I manage to calm myself with hearty doses of QI and Stephen Fry/David Mitchell, like this nice bit on Pascal’s Wager and heaven for atheists (would that it were true!)–
Nor do I think Pascal is entirely wrong about the nature of belief and the role of causality and praxis within it —
“I confess it, I admit it. But, still, is there no means of seeing the faces of the cards?” Yes, Scripture and the rest, etc. “Yes, but I have my hands tied and my mouth closed; I am forced to wager, and am not free. I am not released, and am so made that I cannot believe. What, then, would you have me do?”
True. But at least learn your inability to believe, since reason brings you to this, and yet you cannot believe. Endeavour, then, to convince yourself, not by increase of proofs of God, but by the abatement of your passions. You would like to attain faith and do not know the way; you would like to cure yourself of unbelief and ask the remedy for it. Learn of those who have been bound like you, and who now stake all their possessions. These are people who know the way which you would follow, and who are cured of an ill of which you would be cured. Follow the way by which they began; by acting as if they believed, taking the holy water, having masses said, etc. Even this will naturally make you believe, and deaden your acuteness. “But this is what I am afraid of.” And why?

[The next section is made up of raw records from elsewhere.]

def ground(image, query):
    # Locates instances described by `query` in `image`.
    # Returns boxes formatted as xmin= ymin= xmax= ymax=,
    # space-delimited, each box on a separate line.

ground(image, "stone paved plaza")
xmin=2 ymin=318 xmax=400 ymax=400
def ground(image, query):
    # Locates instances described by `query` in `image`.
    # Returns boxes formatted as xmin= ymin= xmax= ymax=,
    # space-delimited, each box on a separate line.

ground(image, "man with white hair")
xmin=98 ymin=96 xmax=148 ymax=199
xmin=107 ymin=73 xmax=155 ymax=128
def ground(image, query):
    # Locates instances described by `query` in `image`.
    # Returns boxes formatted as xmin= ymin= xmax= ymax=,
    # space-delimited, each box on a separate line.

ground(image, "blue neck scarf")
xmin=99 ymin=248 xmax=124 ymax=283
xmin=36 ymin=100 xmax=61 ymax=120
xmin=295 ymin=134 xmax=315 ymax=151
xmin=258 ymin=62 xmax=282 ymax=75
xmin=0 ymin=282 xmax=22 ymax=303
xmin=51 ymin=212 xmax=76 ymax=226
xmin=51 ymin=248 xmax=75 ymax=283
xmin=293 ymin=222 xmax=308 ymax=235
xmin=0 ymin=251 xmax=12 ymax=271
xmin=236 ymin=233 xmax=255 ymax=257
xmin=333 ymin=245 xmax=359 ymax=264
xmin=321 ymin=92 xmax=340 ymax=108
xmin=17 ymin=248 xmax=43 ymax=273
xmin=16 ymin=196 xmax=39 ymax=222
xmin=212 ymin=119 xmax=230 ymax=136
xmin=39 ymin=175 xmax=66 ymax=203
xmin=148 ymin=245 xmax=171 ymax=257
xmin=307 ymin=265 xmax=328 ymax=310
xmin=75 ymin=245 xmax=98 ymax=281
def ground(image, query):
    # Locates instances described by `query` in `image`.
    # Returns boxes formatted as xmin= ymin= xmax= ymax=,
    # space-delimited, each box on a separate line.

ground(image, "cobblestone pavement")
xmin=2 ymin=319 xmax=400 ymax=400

What have you to lose?
W/r/t old Blaiseytron, some parts of the Pensées are actually quite lovely. It’s not necessarily the kind of book I would take for lolling on the beach, but it can be nice in small doses. Man’s condition, Pascal says, consists of “Inconstancy, boredom, [and] anxiety.” I take no issue with that. In fact, I should probably see if that’s been copyrighted, because it would make an excellent title for a memoir.
* “In these days when imperialistic and materialistic Communism seeks to attack and destroy freedom, it is proper” to “remind all of us of this self-evident truth” that “as long as this country trusts in God, it will prevail.” Good times, 1956.